Class UniCharIterator


  • public class UniCharIterator
    extends java.lang.Object
    Allow iteration by Unicode characters over a Java UTF-16 encoded string.

    A Java character is only a 16-bit quantity. Unicode characters can have values up to 0x10FFFF, which exceeds the space available in a Java character. When such Unicode characters appear in a Java string they are encoded using the UTF-16 encoding and occupuy two consecutive Java characters, known as a surrogate pair.

    This class allows the caller to step through a Java string it true Unicode character amounts. It also provides some static methods to generate Java characters from Unicode characters.
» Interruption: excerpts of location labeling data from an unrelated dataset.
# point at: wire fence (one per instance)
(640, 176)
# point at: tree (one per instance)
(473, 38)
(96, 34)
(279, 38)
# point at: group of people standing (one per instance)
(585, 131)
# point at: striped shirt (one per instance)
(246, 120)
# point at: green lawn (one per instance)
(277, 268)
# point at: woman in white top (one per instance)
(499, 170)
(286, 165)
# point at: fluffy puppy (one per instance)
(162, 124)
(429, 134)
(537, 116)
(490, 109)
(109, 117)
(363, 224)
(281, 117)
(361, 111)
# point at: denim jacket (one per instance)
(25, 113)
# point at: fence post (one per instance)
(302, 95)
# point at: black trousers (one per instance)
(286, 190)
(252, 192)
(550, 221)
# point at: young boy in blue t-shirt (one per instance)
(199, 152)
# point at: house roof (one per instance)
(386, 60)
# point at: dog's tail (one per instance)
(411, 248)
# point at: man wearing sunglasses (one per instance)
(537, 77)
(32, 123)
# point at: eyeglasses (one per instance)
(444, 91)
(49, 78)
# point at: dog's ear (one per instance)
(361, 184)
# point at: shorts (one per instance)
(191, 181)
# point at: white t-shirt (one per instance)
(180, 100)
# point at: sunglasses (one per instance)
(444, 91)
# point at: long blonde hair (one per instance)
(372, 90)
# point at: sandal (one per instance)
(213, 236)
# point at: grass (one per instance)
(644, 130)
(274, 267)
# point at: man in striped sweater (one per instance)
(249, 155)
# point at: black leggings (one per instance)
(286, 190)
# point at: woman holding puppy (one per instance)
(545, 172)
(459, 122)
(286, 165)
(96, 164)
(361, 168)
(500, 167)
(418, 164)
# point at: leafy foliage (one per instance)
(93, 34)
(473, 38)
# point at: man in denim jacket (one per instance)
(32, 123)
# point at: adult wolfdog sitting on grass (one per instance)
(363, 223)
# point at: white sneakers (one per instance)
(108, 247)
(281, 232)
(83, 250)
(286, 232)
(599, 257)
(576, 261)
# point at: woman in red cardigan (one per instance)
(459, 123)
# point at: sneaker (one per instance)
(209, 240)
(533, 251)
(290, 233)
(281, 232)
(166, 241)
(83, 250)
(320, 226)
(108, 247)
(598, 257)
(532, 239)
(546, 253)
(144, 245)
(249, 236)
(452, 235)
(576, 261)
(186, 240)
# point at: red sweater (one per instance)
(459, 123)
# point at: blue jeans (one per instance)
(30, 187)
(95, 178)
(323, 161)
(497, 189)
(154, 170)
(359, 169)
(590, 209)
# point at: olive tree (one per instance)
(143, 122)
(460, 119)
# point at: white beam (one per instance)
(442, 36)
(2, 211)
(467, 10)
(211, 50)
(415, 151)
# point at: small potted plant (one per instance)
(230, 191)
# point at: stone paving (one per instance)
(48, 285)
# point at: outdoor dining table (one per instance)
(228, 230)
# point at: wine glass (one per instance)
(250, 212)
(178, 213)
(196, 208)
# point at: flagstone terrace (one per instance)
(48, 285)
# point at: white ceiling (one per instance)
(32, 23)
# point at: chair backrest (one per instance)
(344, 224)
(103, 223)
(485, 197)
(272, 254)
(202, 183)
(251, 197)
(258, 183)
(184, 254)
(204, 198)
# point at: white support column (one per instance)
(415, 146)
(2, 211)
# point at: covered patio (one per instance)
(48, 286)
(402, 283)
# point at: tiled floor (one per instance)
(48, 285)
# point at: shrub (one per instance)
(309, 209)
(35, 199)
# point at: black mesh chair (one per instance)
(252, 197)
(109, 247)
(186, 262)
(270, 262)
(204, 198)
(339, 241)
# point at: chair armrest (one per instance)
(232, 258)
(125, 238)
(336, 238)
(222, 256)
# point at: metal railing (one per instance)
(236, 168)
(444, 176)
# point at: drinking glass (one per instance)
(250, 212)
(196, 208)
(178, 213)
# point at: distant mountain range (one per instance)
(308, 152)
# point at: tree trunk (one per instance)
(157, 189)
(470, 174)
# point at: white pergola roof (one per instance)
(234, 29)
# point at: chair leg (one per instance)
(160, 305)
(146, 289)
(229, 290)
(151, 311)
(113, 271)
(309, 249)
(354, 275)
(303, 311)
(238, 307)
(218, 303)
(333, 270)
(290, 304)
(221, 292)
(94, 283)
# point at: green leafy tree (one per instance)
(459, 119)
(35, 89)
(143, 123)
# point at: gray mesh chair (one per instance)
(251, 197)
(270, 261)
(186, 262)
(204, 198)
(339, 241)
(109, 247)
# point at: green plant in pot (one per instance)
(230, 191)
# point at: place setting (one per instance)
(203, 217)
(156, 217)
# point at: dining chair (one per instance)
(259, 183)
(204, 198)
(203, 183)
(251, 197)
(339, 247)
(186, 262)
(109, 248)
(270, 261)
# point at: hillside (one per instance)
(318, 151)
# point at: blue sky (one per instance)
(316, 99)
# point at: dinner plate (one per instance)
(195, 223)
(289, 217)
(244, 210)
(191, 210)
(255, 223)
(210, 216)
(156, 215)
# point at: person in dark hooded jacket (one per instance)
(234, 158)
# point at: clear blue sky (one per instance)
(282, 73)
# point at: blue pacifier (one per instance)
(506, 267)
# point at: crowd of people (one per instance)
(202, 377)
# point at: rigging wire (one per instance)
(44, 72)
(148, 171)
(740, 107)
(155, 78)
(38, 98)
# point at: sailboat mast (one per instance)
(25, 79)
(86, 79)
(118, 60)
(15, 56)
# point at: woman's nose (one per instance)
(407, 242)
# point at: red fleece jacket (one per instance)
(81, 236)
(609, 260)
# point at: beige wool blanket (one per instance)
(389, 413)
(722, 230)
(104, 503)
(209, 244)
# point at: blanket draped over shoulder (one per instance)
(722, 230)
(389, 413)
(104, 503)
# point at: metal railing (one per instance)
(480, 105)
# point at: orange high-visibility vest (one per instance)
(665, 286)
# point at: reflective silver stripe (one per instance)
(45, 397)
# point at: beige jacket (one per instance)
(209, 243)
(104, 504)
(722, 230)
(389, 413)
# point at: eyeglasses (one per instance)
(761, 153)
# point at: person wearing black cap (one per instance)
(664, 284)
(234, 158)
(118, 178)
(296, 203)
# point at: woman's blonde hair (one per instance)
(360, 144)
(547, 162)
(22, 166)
    An iterator instance is associated with an instance of the Java CharSequence interface. This interface is implemented by both the String and StringBuilder classes.

    At any given time, one can think of the iterator as being positioned between characters in the associated character sequence. It can also be positioned before the first character and after the last. Operations move the iterator forward or backward in the underlying character sequence and return the Unicode character passed over.

    The iterator carries an index number that can be useful for indexing into the character sequence independently of the iterator. Index values start at zero and count up to the number of Java characters in the sequence. Index zero is before the first character, index one is between the first and second characters, and so on.

    It does not make sense for the iterator to be positioned between the two Java characters making up a surrogate pair. Subsequent operations could lead to assertion errors and unpredictable results.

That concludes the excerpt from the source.